The international research team headed by Prof. Rodriguez Raul David from the Research School of Chemistry & Applied Biomedical Sciences and Prof. Evgenia Sheremet from the Research School of High-Energy Physics, develops a new field in optical nano-spectroscopy and plasmon and sensor materials for biomedicine and electronics at TPU.
Recently Eugenia Sheremet has won the prestigious Women in Science fellowship, a joint project of UNESCO and L’Oreal. The researchers implement the nano-optics techniques using nano-antennas, when studying individual nanoparticles, e.g., a single nanotube or nanocluster and internal inhomogeneities. This is the probe enhanced Raman spectroscopy, when the nano-antenna is placed on a probe of an atomic force microscope to scan the studied surface. The nano-antenna is irradiated with a laser, and the spectrum of the scattered light is detected by the Raman spectrometer.
The following method is necessary to optimize nanostructure in the development of solar cells, organic or solid-state transistors, or organic light-emitting diodes. It provides the detection of chemical composition, chemical reactions, and mechanical stress in very small areas.
Moreover, the team implements a highly reflective substrate of gold or silver to achieve a resolution of less than 10 nanometers.

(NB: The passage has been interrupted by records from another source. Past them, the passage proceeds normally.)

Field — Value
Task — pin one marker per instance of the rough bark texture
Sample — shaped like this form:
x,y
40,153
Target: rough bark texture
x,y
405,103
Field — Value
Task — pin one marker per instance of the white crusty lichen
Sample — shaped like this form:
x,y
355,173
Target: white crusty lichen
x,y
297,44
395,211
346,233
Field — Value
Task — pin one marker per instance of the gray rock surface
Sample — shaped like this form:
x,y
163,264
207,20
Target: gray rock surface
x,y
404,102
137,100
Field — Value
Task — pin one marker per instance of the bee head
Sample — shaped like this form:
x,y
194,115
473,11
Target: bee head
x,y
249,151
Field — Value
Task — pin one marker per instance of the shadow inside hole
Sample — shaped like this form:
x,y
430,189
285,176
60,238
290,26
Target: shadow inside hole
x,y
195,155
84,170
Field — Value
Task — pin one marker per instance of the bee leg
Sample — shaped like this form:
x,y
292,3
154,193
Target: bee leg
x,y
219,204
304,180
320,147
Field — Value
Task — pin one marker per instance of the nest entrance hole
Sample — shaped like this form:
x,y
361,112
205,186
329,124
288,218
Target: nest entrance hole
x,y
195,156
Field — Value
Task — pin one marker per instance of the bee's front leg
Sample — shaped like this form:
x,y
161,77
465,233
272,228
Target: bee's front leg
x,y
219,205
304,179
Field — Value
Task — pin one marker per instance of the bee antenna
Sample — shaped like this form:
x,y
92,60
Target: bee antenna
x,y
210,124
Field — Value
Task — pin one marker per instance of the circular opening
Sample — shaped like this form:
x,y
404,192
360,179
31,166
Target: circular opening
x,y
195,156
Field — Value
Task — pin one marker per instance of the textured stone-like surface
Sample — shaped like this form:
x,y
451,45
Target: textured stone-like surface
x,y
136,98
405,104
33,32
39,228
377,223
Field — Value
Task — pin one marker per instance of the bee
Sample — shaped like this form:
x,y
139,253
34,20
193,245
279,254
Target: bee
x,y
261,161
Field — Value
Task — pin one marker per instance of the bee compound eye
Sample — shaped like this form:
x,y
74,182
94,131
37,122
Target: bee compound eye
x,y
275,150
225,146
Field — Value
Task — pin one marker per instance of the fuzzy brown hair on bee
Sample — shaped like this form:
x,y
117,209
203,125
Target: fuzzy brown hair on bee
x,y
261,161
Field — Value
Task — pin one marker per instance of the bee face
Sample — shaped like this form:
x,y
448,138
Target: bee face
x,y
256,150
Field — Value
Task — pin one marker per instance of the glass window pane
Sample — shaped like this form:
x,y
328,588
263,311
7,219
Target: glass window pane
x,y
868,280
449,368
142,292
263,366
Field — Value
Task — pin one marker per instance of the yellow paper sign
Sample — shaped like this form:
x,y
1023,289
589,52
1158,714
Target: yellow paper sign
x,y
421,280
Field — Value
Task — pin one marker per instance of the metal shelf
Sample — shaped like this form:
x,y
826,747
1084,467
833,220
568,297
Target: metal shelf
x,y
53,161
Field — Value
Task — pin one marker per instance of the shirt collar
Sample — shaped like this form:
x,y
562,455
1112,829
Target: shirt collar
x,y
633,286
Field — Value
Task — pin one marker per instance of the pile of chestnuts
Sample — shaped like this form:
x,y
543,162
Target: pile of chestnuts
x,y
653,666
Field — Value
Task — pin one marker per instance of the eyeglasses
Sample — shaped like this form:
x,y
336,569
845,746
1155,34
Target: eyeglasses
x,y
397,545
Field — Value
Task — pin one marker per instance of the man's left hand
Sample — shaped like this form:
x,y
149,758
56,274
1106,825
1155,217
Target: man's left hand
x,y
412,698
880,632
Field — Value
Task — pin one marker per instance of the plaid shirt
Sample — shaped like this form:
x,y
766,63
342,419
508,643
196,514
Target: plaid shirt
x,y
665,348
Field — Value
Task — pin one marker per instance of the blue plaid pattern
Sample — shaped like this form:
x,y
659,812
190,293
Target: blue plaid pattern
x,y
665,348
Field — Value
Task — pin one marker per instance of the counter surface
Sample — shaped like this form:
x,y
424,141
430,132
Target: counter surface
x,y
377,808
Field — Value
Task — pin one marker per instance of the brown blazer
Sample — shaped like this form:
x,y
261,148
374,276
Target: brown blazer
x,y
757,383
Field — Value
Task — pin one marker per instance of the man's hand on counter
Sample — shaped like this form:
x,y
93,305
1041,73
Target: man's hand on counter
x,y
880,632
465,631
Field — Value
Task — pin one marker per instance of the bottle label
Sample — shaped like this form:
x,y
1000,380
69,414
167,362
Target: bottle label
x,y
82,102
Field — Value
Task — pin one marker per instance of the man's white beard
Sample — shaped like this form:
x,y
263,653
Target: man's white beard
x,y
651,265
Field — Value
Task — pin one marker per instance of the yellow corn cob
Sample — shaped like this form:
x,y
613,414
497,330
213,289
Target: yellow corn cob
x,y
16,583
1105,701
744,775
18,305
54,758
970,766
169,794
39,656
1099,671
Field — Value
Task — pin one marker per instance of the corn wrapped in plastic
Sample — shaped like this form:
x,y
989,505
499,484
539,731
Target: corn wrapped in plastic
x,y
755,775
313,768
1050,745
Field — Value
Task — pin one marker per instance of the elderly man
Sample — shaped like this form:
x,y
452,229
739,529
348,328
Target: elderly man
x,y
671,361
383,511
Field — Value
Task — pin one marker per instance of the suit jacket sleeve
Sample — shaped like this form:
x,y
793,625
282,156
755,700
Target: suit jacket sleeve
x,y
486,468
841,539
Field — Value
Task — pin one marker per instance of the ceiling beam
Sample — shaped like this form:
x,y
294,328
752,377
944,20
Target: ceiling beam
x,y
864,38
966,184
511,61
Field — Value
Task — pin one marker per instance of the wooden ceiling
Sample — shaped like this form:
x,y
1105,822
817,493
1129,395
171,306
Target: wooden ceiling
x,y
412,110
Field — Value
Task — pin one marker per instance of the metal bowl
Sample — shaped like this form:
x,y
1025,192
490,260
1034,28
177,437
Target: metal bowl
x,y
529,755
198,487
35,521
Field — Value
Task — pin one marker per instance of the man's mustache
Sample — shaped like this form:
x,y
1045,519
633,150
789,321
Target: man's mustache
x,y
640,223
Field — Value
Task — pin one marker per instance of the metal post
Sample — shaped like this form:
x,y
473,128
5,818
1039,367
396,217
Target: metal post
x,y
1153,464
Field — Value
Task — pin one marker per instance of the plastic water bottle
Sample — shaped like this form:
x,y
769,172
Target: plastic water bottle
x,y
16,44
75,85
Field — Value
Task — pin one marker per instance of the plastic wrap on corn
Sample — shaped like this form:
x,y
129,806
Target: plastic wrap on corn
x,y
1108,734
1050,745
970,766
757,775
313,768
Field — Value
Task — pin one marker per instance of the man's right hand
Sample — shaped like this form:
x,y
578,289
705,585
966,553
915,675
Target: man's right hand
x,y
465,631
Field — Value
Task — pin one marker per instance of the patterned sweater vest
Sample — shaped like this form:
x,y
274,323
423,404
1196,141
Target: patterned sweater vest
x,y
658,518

The surface of this substrate may be uneven, which will cause the artifact, a certain image distortion. In the published paper they specified the ways these artifacts affect image quality. “Nanospectroscopy artifacts were considered only in several articles by researchers from Romania, the USA, and other countries. However, these studies considered other aspects of this effect.
In our case we consider both convex and concave surfaces as well as the impact of the probe shape,” Evgenia Sheremet says. The researchers studied three systems. The first one is a gold substrate with a layer of organic dye molecules with a thickness of 2 to 40 nanometers. The second one is a silicon substrate with gold structures and dye molecules. The third system is a concave surface in the form of a substrate of polystyrene spheres coated with a metal layer (gold or silver) and dye molecules.
As a result, the team succeeded to describe previously unstudied types of artifacts as well as to present a more complete picture of probe-surface interaction.
“The probe is a very sharp needle. When we scan a surface, we figuratively “touch” it with a probe. Moreover, if there is an obstacle on the substrate surface, then the electromagnetic interaction of the nanoantennas with the surface can distort the image obtained. How do these artifacts impact the results?
Firstly, when we analyze the signal intensity, then in classical microspectroscopy it depends on the amount of substance. In nanospectroscopy, the surface structure impacts the intensity much more than the amount of matter. Secondly, artifacts can cause distortion in the size of structures. Thirdly, the image may shift in relation to the actual position of structure,”
– the professor says.
The study is supported by the Russian Foundation for Basic Research (No. 18-42-700014 r_a). The project was carried out jointly with colleagues from the Chemnitz Technical University (Germany) and the Rzhanov Institute of Semiconductor Physics (SB RAS).